Wojciech Stypuła z przedmieścia dostarczył saletry 2 cetnary, po 16 złp. Sebastyan saletrnik z Białej niżnej 2 cetnary nielutrowanej, więc tylko po 13 złp.; brał zaś prócz sukna: proch i siarkę funtami.
Krawiec Rinka zrobił Tymowskiemu: delię zieloną i ubranie, a Józefowi (synowi) kopieniaczek, żupan lazurowy i ubranie. Wesele jakieś Tymowski wyprawiał tego roku, na które od pana Jędrzeja Rozembarskiego wziął: 3 wiertele pszenicy po złotemu, na Wielkanoc zaś 2 wiertele. — Posiadał dwie jatki rzeźnicze i wydzierżawił je Janowi Obłąkowi.
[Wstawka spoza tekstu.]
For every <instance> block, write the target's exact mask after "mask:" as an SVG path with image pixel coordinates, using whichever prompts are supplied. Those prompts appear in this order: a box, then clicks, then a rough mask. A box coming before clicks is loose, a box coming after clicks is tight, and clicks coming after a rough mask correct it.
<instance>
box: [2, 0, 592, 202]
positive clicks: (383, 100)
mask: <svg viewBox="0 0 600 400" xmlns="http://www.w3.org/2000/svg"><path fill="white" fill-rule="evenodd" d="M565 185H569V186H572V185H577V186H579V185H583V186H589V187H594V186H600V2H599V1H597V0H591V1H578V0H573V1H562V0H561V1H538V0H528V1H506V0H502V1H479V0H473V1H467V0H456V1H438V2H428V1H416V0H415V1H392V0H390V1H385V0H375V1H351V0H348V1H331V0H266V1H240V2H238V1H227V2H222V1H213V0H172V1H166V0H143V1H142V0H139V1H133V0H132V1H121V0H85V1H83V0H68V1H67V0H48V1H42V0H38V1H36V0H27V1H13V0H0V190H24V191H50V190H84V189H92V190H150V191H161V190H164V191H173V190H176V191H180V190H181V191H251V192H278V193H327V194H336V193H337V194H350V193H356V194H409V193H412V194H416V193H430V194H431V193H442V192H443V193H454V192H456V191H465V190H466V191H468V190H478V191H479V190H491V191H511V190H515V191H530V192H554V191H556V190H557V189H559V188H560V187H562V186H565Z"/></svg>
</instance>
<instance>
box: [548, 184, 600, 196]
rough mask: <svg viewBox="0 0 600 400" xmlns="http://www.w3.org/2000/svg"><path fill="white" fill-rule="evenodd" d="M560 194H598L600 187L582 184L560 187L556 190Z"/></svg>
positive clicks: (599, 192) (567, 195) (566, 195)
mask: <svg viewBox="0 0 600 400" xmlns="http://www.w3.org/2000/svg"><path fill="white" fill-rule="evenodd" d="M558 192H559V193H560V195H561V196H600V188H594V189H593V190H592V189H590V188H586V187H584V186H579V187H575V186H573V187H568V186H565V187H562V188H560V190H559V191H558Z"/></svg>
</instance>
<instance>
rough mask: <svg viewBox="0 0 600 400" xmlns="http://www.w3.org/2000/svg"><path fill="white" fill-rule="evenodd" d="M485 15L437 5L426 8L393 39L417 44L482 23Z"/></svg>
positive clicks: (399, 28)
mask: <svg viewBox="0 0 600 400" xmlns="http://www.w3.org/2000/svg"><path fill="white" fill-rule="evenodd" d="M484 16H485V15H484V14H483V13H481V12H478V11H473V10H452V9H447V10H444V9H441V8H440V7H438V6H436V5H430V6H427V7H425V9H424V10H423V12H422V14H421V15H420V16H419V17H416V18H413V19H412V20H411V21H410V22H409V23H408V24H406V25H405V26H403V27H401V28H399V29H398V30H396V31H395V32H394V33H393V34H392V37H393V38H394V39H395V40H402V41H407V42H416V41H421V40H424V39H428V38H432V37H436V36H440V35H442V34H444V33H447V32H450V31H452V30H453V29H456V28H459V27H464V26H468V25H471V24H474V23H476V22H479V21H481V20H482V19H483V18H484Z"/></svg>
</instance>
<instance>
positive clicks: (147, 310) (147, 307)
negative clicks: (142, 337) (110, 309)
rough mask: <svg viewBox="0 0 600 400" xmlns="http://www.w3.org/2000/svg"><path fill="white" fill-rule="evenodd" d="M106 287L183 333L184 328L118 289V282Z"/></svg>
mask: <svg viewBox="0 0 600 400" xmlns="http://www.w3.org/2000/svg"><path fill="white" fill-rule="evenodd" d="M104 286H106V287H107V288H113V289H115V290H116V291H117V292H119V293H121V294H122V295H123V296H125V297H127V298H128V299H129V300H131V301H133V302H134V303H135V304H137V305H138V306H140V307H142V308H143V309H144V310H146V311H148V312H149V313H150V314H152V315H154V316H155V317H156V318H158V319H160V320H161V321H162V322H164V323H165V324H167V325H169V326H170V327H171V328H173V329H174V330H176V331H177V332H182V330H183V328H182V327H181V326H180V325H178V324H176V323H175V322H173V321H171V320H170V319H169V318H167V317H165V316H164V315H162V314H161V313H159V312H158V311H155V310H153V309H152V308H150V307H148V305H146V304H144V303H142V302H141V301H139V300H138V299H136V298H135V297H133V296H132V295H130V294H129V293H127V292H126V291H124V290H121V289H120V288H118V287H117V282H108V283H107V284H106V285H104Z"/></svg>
Stanisław Dzierzwa wziął na 4.000 sierpów, a sprowadziwszy sobie z Lublina pomocnika Dzwoniarza, dostawił ich dwa razy tyle. Lonarczyk dostarczył 650, Jakób Slaga 100. — Saletry kamieniami i prochu funtami dostarczał Tomasz Ogonek z Grybowa. — Sukno rozmaite postawami bierze Walenty Woliński, kupiec z Grybowa. Płaci pieniędzmi, łańcuszkiem złotym i koniem. — Od Zygmunta Stradomskiego pożyczył Tymowski 400 złp.
Miedzi 8½ cetnara kupił w Nowejwsi naspół z Tomusiem (Tomaszem Pytlikowiczem),[1] który po nią jeździł z Lewoczy, gdzie oba byli. Miedź tę wodą spławiał mu Nożyński, który u niego mieszkał, i prócz spławu za jaką parę butów po jarmarkach mu pomagał; jakoż i miedź ową sprzedał częściowo w Sandomierzu i Kazimierzu, resztę w Lublinie. — Sierpy i śliwy wraz z miedzią stanowiły ładunek pletów, którym przewodził. Śliwy szły aż do Gdańska. — Wina 16 beczek kupił od Deżeffiego Janusza za 384 talarów węgierskich. W miejscu Matys Bereza, pisarz miejski, wziął na drobną sprzedaż 6 beczek.
W Kezmarku od Zacharyasza Gutsmittla kupił 7 beczek starego wina. Przyłączył się do spółki Tomuś (Pytlikowicz), i zebra-
- ↑ Długoletni i zasłużony rajca sandecki w latach 1619—1636: podobnie jak Jerzy Tymowski w latach 1607—1628.